Cumhurbaşkanı Erdoğan, "Her yeni durum gibi, doğrudan milletin oyu ile seçilen Cumhurbaşkanlığı makamı konusunda da ilk anda beliren tereddütler, zaman içinde ortadan kalkmıştır. Bugüne kadar yasama, yürütme, yargı organlarıyla ve milettiyle uyum içinde bir Cumhurbaşkanlığı vazifesi icra ettiğime inanıyorum. Önümüzdeki dönemde de ülkemi en iyi şekilde temsil etmek, anayasal görevlerimi ve milletimin beklentilerini en ileri derecede karşılamak için tüm gücümle çalışmayı sürdüreceğim." şeklinde konuştu.

Milletvekillerinin, darbe girişimi karşısında onurlu ve güçlü bir duruş göstererek, milli iradenin tecelligahı olan kuruma sahip çıktığını vurgulayan Erdoğan, sözlerini şöyle sürdürdü:

"Bu onurlu tavrın bedeli Meclisimizin savaş uçaklarıyla defalarca taciz edilmesi ve bombalanması, helikopterlerden ağır silahlarla ateş altına alınması, tanklarla kuşatılması olarak ödendi. 15 Temmuz’da Meclisimiz, Kurtuluş Savaşı'ndan sonra, ikinci defa gazilik şerefine nail oldu. Darbe girişimi gecesi, tamamına yakını Ankara ve İstanbul’da şehit olan 241 vatandaşımız, polisimiz ve askerimiz, milletimizin gönlüne ve tarihimizin şanlı sayfalarına altın harflerle kazınmışlardır. Aynı gece yaralanan 2 bin 194 gazimizi bu millet ve bu devlet asla unutmayacaktır. Esasen o gece sokakları, meydanları, darbecilerin hedef aldığı tüm kurumları, darbecilere destek vermesi muhtemel tüm mekanları kuşatan milletimizin tamamı gazilik sıfatını hak ediyor. Demokrasi nöbetlerinde 29 gece sabahlayan, içerideki ve dışarıdaki tüm şer güçlere, devletinin, milletinin, istiklalinin ve istikbalinin yanında olduğunu gösteren on milyonlarca vatandaşımıza borcumuzu asla ödeyemeyiz.

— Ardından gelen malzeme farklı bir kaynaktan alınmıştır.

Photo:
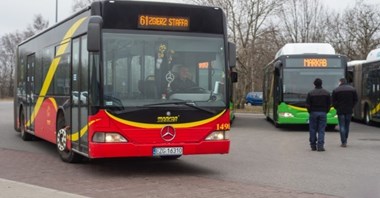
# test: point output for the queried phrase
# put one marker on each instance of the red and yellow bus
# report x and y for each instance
(98, 84)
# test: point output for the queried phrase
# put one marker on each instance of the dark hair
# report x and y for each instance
(318, 82)
(343, 80)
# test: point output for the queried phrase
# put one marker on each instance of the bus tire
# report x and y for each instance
(171, 157)
(66, 154)
(367, 116)
(23, 134)
(330, 127)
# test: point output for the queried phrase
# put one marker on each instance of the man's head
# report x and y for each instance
(184, 72)
(318, 82)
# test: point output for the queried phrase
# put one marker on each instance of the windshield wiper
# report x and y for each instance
(181, 102)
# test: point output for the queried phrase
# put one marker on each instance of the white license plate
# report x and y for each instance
(162, 151)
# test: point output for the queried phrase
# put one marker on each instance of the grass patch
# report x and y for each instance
(250, 109)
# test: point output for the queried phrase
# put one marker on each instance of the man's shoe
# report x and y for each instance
(321, 149)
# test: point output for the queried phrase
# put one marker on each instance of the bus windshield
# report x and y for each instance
(298, 82)
(141, 69)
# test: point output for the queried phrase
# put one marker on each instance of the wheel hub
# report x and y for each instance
(62, 139)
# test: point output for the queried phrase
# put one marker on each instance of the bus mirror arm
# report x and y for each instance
(232, 54)
(94, 33)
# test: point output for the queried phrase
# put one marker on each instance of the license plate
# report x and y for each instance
(162, 151)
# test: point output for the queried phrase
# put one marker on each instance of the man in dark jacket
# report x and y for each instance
(344, 98)
(318, 103)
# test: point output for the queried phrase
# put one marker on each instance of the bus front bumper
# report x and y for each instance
(117, 150)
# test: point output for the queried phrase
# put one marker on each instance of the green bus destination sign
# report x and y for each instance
(163, 22)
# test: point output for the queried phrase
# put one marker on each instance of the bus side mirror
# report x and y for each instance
(234, 77)
(277, 67)
(232, 54)
(94, 33)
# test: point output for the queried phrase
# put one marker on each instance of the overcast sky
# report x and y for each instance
(18, 14)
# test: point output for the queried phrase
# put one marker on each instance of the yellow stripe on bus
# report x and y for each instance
(53, 68)
(155, 126)
(375, 110)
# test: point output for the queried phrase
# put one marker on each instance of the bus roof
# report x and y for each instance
(305, 48)
(373, 55)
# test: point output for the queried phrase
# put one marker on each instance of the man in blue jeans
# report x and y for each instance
(344, 98)
(318, 103)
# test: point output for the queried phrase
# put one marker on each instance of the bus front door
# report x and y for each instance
(79, 95)
(29, 97)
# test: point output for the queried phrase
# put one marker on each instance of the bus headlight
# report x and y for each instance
(108, 137)
(218, 135)
(286, 115)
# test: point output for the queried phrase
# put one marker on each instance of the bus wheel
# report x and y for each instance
(24, 135)
(367, 116)
(170, 157)
(66, 154)
(330, 127)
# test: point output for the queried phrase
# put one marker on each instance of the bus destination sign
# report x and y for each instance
(315, 62)
(163, 22)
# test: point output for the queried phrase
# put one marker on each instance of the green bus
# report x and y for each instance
(289, 77)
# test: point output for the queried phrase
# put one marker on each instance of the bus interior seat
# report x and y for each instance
(148, 87)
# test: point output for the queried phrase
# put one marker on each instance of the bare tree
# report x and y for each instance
(303, 21)
(357, 31)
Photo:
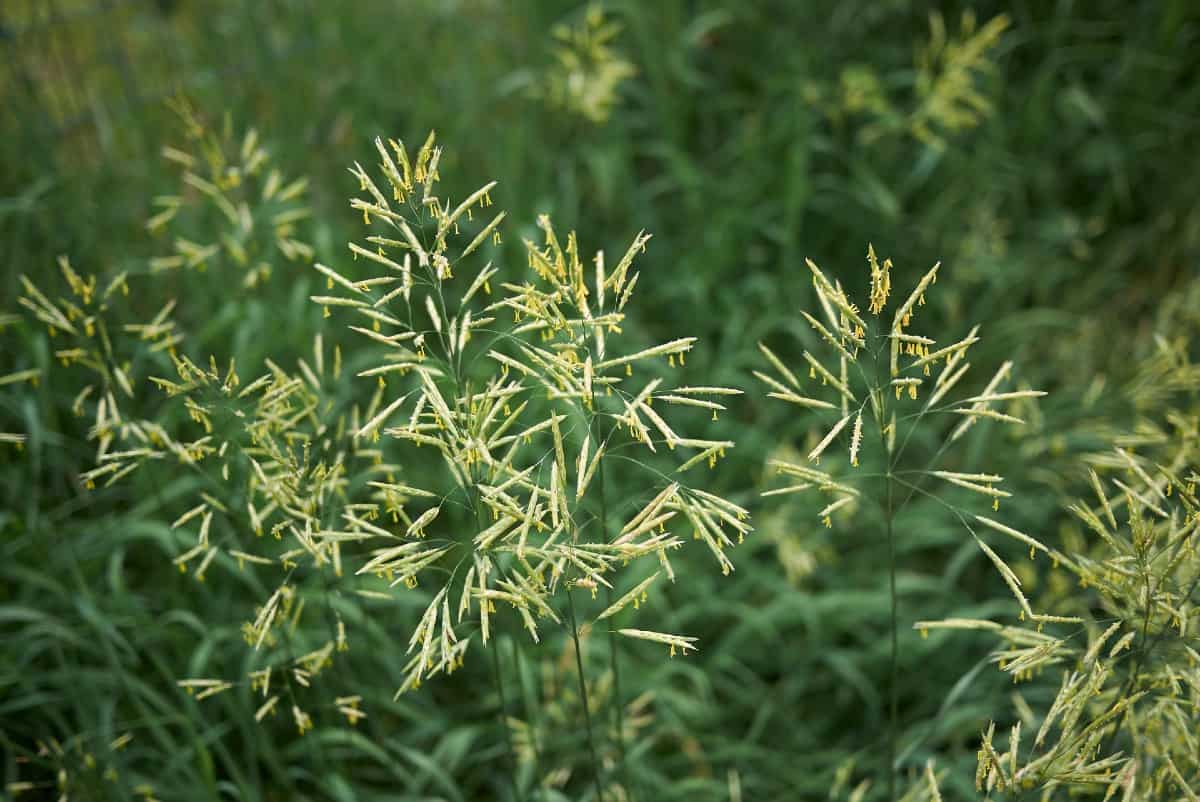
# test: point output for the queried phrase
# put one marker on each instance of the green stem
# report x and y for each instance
(617, 699)
(583, 695)
(498, 681)
(893, 712)
(532, 711)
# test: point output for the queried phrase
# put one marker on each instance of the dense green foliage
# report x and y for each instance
(1043, 153)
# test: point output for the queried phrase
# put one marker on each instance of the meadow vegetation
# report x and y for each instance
(725, 401)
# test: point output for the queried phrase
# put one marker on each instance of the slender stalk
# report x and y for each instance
(889, 525)
(893, 706)
(498, 681)
(617, 699)
(583, 695)
(533, 712)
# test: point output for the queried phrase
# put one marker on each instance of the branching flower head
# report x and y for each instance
(873, 378)
(256, 209)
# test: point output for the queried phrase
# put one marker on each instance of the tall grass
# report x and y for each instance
(749, 138)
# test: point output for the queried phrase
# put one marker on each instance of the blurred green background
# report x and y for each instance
(1043, 151)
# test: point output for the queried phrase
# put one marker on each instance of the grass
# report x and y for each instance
(736, 144)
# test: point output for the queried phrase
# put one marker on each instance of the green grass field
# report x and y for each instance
(1043, 154)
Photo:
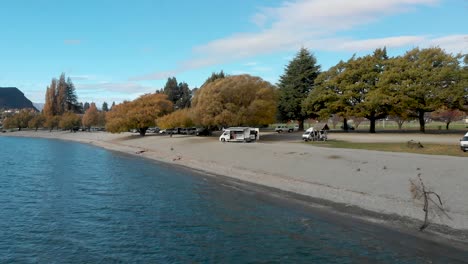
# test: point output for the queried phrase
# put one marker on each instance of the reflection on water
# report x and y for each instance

Bu süreçte Türkiye, bir avuç hainin dışında, 79 milyon vatandaşının tamamıyla, tüm dünyaya, tarih boyunca örnek gösterilecek bir özgürlük ve demokrasi dersi verdi.

"15 Temmuz’u unutmamak mecburiyetindeyiz"

Çarşamba günü yapılan Milli Güvenlik Kurulu toplantısında, Hükümete, bu tarihin "15 Temmuz Demokrasi ve Özgürlük Günü" resmi anma günü olarak kabulünü tavsiye ettiklerini anımsatan Erdoğan, İstanbul’da ve Ankara’da şehitler için anıtlar yapma hazırlıklarının sürdüğünü, şehit yakınlarına ve gazilere maddi-manevi her türlü desteğin verildiğini ve verilmeye devam edileceğini bildirdi.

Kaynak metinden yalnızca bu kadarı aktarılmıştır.